Mais à ce jour, une fois comprises la TRM et ses propriétés remarquables, tout reste à faire. Ou plus exactement tout commence.
Le second pouvoir que nous donne cette monnaie est celui d’une mesure universelle. Le DU est, avant tout, cette unité de compte invariante. Je suis toujours intrigué de voir le volume de réflexions qui portent sur la « valeur de notre monnaie », alors que c’est elle - notre DU - qui nous permet de mesurer la valeur de toute chose, c’est sa vocation. C’est pour donner à cette unité de compte une parfaite symétrie spatiale et temporelle, la fameuse, que nous produisons nous-mêmes, chacun(e), cette unité de compte. La recherche par Stéphane de cet invariant mettait en perspective le fait que la seule personne légitime pour estimer ce qui est valeur ou ce qui ne l’est pas, et à quelle hauteur, c’est soi-même. Difficile de concevoir un champ plus relativiste que celui-ci, autant de référentiels que d’êtres humains sur la planète. Donc, la seule valeur - immuable - de notre DU, c’est celle d’être l’unité, pour mesurer tout le reste.
Nous sommes ainsi - tous - au centre de l’estimation des valeurs. Problème, … c’est un total bouleversement culturel. On a l’habitude de « consommer des prix », pas de les concevoir. Problème ou aubaine ? Ce qui nous bloque, c’est avant tout … des habitudes, et pour beaucoup de devoir faire quelques calculs.
Quand tu dis que « ça ne tient pas debout », ne soit pas « désolé » car tu ne parles plus du code monétaire ; ce n’est pas la monnaie elle-même, c’est notre économie X qui ne tient pas debout. Et pour cause, si elle n’est plus un embryon (il y a eu naissance), elle est encore un nourrisson. Le fait que les prix soient trop élevés - dans la plupart des échanges - est un phénomène de genèse, qui reflète plusieurs choses.

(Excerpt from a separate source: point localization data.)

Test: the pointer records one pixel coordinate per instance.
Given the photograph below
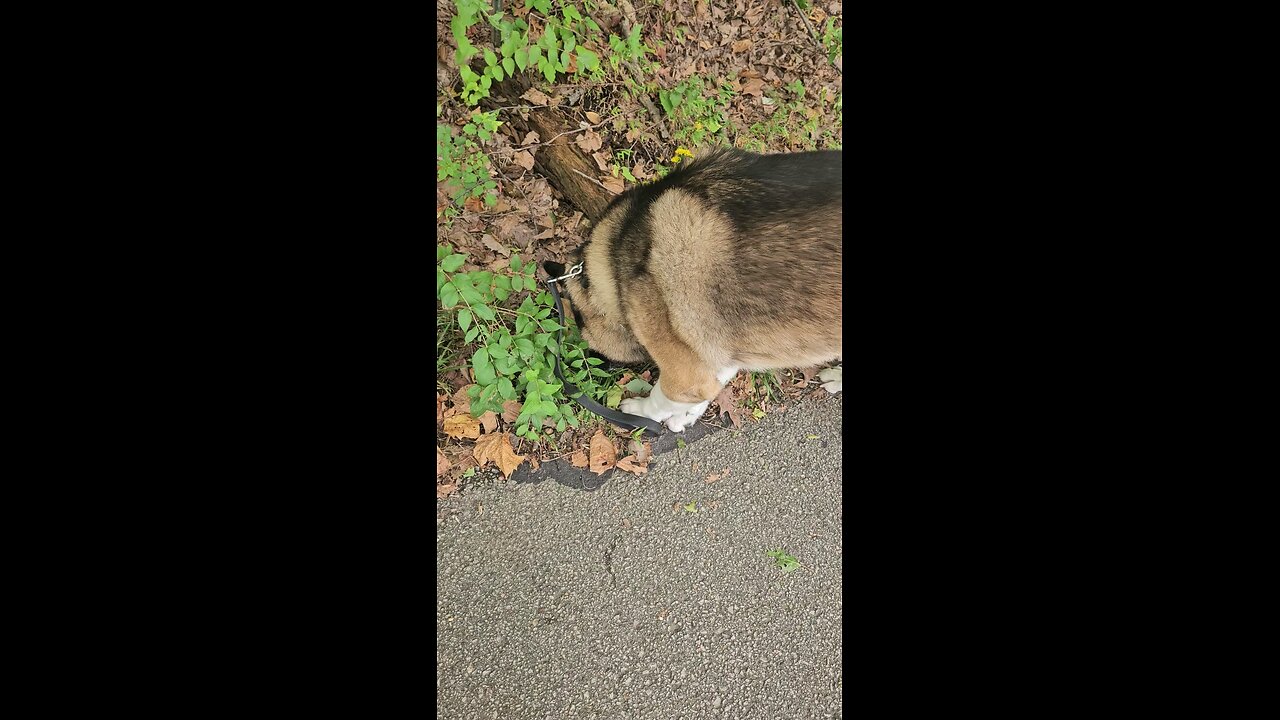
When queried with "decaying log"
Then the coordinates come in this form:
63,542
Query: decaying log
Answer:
558,159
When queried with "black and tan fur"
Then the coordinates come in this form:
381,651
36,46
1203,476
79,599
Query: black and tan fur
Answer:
731,261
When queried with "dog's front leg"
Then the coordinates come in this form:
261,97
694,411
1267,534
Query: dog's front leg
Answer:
676,414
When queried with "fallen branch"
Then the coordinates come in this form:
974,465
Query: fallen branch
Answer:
813,33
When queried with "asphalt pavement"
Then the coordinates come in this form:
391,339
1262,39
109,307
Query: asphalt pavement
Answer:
654,596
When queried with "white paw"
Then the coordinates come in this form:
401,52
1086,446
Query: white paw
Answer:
832,379
658,406
680,420
641,406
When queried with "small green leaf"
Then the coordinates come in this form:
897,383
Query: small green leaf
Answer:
448,296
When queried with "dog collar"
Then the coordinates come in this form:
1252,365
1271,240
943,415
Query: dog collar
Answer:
616,417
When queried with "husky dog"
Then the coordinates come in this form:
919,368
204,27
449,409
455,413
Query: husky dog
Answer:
728,263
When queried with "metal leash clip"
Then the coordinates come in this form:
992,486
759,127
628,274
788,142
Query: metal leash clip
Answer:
572,272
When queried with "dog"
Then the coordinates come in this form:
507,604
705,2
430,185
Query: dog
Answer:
731,261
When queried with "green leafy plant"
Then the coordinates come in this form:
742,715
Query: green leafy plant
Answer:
695,112
832,39
620,167
786,563
515,342
460,159
516,51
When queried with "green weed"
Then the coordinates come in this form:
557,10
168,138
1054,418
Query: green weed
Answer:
786,563
516,343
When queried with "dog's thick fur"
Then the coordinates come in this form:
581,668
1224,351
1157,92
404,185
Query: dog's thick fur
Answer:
731,261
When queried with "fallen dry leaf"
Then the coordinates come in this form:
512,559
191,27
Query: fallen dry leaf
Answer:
511,410
497,447
492,244
643,451
613,183
604,456
536,96
462,425
442,463
631,465
726,404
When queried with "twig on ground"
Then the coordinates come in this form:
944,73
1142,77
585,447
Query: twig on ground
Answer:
812,32
593,180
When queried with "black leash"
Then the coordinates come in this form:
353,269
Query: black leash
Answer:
615,417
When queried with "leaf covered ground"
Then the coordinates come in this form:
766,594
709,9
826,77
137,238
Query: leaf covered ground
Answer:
641,86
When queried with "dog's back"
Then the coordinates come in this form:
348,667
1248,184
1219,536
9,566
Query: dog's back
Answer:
746,250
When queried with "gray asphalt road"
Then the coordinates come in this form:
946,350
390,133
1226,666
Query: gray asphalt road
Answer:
557,604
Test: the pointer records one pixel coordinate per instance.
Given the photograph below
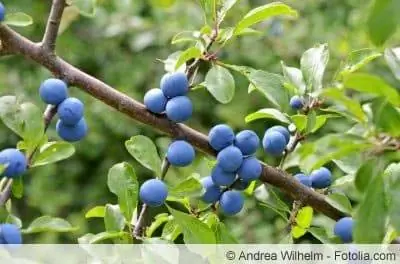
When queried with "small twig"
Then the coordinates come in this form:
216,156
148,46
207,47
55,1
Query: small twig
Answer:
53,24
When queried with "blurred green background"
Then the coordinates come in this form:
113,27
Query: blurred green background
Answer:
120,46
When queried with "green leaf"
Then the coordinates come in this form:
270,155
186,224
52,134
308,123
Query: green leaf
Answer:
352,106
222,234
123,183
190,187
271,86
18,188
52,152
220,83
313,63
194,231
340,202
386,117
294,77
304,217
367,172
392,57
93,239
86,7
383,20
370,218
190,53
18,19
373,85
113,218
98,211
358,59
392,173
298,231
49,224
262,13
268,113
145,152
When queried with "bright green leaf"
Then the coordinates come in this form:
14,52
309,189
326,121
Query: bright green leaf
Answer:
220,83
49,224
313,63
145,152
123,183
264,12
18,19
268,113
52,152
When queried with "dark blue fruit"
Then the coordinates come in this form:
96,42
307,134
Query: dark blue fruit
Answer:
321,178
153,192
180,153
72,133
174,84
303,179
296,102
15,162
53,91
230,159
247,141
10,234
344,229
274,143
221,177
212,192
221,136
231,202
155,101
70,111
250,170
179,109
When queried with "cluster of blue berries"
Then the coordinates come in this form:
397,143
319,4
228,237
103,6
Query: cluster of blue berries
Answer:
170,99
275,140
10,234
71,125
318,179
236,167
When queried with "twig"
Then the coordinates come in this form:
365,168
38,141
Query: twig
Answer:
53,24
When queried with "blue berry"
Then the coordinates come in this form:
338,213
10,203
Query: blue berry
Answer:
10,234
179,109
53,91
283,130
212,192
70,111
155,101
303,179
230,159
180,153
231,202
250,170
321,178
15,162
174,84
221,177
72,133
2,12
221,136
274,143
153,192
296,102
344,229
247,141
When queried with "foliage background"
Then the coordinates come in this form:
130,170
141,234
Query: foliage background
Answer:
120,46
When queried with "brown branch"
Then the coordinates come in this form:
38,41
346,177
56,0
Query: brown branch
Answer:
53,24
138,112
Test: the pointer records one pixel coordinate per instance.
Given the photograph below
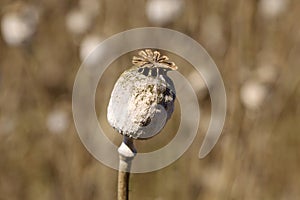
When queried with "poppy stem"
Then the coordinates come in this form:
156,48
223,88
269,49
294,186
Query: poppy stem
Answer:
127,152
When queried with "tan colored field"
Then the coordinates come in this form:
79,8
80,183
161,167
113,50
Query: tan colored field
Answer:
255,44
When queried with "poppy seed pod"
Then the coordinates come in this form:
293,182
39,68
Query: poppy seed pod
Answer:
143,97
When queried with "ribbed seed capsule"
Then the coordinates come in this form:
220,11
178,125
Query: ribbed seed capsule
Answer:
143,97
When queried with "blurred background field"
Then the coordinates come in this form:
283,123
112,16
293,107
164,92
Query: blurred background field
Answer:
255,44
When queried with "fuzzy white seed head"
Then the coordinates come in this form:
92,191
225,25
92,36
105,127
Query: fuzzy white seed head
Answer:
162,12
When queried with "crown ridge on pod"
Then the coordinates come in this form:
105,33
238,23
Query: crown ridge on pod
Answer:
148,58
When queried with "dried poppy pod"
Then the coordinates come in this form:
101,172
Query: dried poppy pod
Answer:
143,97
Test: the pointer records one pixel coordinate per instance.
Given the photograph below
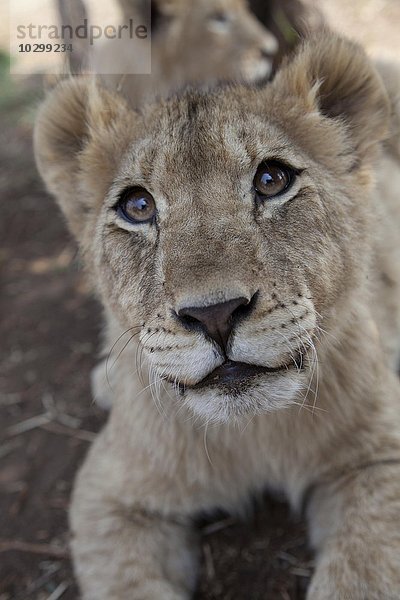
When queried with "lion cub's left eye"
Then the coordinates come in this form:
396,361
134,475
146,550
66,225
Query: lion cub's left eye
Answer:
137,206
272,179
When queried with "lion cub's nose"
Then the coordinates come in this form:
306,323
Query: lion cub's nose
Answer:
217,320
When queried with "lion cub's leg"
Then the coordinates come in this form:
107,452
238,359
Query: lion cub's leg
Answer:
355,525
122,548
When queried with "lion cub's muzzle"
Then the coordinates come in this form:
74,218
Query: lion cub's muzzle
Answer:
216,320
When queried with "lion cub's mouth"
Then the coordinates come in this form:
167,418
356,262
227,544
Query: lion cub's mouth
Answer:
234,373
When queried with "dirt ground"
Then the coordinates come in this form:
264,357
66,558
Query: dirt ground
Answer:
49,328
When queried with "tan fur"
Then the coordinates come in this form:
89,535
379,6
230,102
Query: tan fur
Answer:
327,435
191,46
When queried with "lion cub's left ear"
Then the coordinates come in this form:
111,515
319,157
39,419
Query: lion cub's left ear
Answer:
333,77
80,134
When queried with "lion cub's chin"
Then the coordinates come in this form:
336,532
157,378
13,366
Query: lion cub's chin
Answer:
261,394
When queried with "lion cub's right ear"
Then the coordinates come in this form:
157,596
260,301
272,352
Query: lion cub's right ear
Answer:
80,135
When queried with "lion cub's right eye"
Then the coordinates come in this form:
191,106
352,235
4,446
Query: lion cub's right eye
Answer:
137,206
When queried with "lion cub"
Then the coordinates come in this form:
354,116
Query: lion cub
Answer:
240,239
194,42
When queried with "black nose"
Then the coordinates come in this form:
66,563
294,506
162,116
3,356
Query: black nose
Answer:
216,320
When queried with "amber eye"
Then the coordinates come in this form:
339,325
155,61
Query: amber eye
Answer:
272,179
137,206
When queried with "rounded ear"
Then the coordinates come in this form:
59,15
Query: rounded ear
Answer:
334,76
80,132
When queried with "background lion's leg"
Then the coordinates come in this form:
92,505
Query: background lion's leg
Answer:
122,551
354,523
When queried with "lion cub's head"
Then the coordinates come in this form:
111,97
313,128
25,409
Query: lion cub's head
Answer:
226,225
197,40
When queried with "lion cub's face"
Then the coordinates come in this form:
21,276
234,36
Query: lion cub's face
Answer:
213,39
226,226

Le biais le plus important repose sur le manque de valeurs produites. Comme il y a très peu de valeurs produites dans notre économie X, nous avons tendance à donner beaucoup (trop) de valeur à tout produit. Mais cette tendance est aussi une envie, voire un besoin, tout à fait louable et légitime.
Un autre biais est celui du « mimétisme », nous tendons naturellement à nous rapprocher des ordres de grandeurs chiffrés en euros, même ceux qui sont le plus attachés à rompre toute relation avec l’euro dans leurs Ğ(libre)échanges. Qui oserait aujourd’hui afficher des prix en fractions de DU, avec des centièmes voire des millièmes, parce qu’il y a moins de 10.000 DUs dans son bassin de vie de 30.000 personnes ?
Autre biais de genèse, et j’arrête là car il y en a beaucoup, est la disparité des « masses monétaires », non seulement entre différentes régions, différents bassins de vie, donc différentes zones éco de proximité, mais aussi entre individus. On le constate en traversant tout le pays, on a pu le constater de façon flagrante - et poignante - à l’université d’été avec les espagnols. Or pour l’instant cette disparité n’a aucune corrélation avec l’économie de sa zone, ni avec les valeurs produites par les individus.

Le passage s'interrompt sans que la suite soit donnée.